US President Donald Trump has warned Britain against enhancing ties with China as UK Prime Minister Keir Starmer hailed the economic benefits of resetting relations with Beijing.
Starmer held three-hour talks with President Xi Jinping on Thursday where he called for a "more sophisticated relationship" with improved market access, lower tariffs and investment deals.
Answering questions about the closer ties, Trump, who himself plans to travel to China in April, said, "Well, it's very dangerous for them to do that", without elaborating.
Around the time of Trump's remarks, Starmer said at a meeting of the UK-China Business Forum in the Chinese capital on Friday that his "very warm" meetings with Xi had provided "just the level of engagement that we hoped for".
"We warmly engaged and made some real progress, actually, because the UK has got a huge amount to offer," he added.
Starmer hailed deals on visa-free travel and lower tariffs on certain goods as "really important access, symbolic of what we're doing with the relationship".
"That is the way that we build the mutual trust and respect that is so important," he emphasized.
Starmer is the latest Western leader to head to China, and his visit comes amid Trump's on-off threats of trade tariffs and pledges to take over Greenland, an autonomous territory of Denmark.

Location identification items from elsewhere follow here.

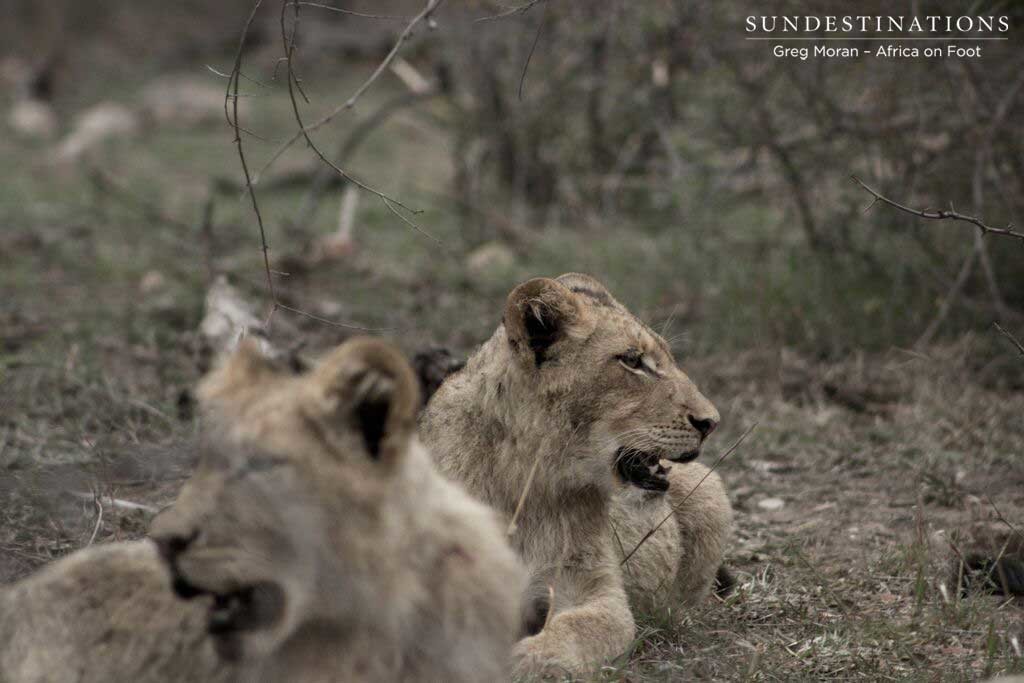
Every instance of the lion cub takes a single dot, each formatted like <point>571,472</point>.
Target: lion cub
<point>315,542</point>
<point>562,421</point>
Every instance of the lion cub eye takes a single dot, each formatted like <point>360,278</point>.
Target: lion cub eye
<point>633,359</point>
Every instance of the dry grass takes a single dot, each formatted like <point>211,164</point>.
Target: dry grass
<point>870,455</point>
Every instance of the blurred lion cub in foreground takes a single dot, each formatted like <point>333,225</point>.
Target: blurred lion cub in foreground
<point>315,542</point>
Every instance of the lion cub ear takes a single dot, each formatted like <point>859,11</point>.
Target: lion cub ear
<point>370,387</point>
<point>538,314</point>
<point>236,376</point>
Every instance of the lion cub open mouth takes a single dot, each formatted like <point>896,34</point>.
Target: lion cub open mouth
<point>644,469</point>
<point>248,608</point>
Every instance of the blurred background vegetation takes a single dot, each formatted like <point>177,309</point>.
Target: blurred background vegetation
<point>644,141</point>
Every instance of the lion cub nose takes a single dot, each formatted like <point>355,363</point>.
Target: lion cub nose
<point>705,426</point>
<point>172,544</point>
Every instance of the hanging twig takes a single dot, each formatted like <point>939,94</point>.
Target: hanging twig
<point>950,214</point>
<point>350,102</point>
<point>1013,340</point>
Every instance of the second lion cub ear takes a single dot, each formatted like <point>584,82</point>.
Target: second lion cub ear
<point>538,314</point>
<point>370,389</point>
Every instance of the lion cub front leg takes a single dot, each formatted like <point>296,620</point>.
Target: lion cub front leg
<point>591,625</point>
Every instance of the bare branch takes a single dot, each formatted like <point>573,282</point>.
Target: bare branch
<point>231,99</point>
<point>537,39</point>
<point>350,102</point>
<point>289,44</point>
<point>950,214</point>
<point>521,9</point>
<point>341,10</point>
<point>231,114</point>
<point>687,497</point>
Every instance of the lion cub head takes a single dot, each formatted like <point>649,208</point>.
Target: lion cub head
<point>286,522</point>
<point>616,378</point>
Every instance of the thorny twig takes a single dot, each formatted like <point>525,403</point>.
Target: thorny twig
<point>231,115</point>
<point>293,84</point>
<point>687,497</point>
<point>1013,340</point>
<point>341,10</point>
<point>350,102</point>
<point>231,99</point>
<point>1006,521</point>
<point>99,520</point>
<point>950,214</point>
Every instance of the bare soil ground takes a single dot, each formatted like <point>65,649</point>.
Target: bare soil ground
<point>839,491</point>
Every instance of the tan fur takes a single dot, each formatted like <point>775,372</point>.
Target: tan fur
<point>358,561</point>
<point>547,390</point>
<point>104,613</point>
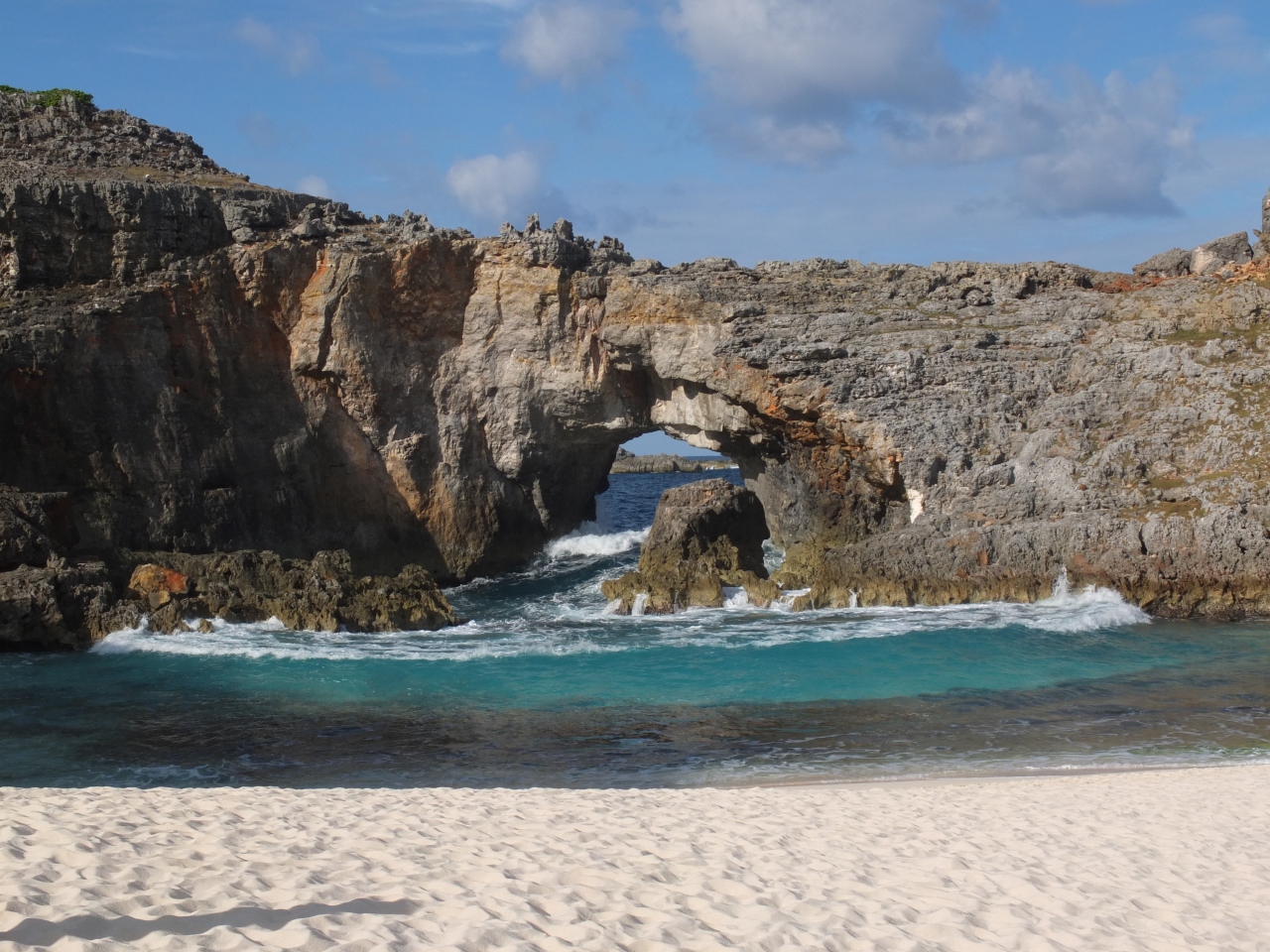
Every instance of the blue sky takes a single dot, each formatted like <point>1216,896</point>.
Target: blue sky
<point>880,130</point>
<point>1088,131</point>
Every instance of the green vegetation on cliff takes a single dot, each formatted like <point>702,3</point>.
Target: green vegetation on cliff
<point>51,96</point>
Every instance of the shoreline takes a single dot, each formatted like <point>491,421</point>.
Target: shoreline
<point>1144,860</point>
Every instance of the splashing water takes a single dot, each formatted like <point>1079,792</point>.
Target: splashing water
<point>548,685</point>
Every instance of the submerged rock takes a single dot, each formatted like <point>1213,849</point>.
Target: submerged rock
<point>706,536</point>
<point>1173,263</point>
<point>318,594</point>
<point>202,365</point>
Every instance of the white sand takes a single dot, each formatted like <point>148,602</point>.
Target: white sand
<point>1138,861</point>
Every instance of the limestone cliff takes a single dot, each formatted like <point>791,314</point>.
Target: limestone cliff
<point>203,365</point>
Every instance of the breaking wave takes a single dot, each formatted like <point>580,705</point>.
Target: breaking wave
<point>571,620</point>
<point>588,542</point>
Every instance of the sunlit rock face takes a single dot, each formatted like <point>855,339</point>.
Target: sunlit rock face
<point>203,365</point>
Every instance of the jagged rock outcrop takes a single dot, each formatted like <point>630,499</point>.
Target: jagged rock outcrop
<point>320,594</point>
<point>245,368</point>
<point>1262,246</point>
<point>706,536</point>
<point>1207,258</point>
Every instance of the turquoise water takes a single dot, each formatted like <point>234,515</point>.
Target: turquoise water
<point>544,688</point>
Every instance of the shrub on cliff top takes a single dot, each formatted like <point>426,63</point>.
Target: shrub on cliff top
<point>51,96</point>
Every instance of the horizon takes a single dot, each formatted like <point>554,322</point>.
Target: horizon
<point>947,130</point>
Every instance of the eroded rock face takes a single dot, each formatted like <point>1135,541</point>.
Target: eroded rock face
<point>706,536</point>
<point>59,606</point>
<point>208,366</point>
<point>318,594</point>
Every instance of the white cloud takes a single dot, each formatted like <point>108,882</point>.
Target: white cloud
<point>295,53</point>
<point>771,140</point>
<point>313,185</point>
<point>495,185</point>
<point>816,58</point>
<point>1097,150</point>
<point>570,42</point>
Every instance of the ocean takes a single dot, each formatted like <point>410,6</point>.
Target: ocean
<point>543,688</point>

Last month, French President Emmanuel Macron visited China, when Xi accompanied him on a rare trip outside the capital. German Chancellor Friedrich Merz is also expected to travel to China soon.
Trump threatens Canada with aircraft tariffs
Trump has threatened to impose tariffs on Canada after Prime Minister Mark Carney struck economic deals with Beijing on a recent visit.
Trump on Thursday said the US was decertifying Bombardier Global Express business jets and threatened 50% import tariffs on all aircraft made in Canada until the country's regulator certified a number of planes produced by US rival Gulfstream.
"If, for any reason, this situation is not immediately corrected, I am going to charge Canada a 50% Tariff on any and all aircraft sold into the United States of America," Trump said of the Gulfstream certification process in a post on Truth Social.
His declaration came after Carney last week also called on nations to accept the end of the rules-based global order that Washington had once championed, citing US trade policy.
The threat of decertification, if carried out, would have a drastic impact on US carriers such as American Airlines and Delta Air Lines, which rely on Canadian-made airplanes for many of their regional services.
“Mixing safety issues with politics and grievances is an incredibly bad idea,” Richard Aboulafia, managing director of US aerospace management consulting firm AeroDynamic Advisory, said.
IAM, a union representing more than 600,000 workers in North America and thousands of workers in the air transportation and aerospace sector, warned that Trump's threats "would cause serious disruption to the North American aerospace industry and put thousands of jobs at risk on both sides of the border."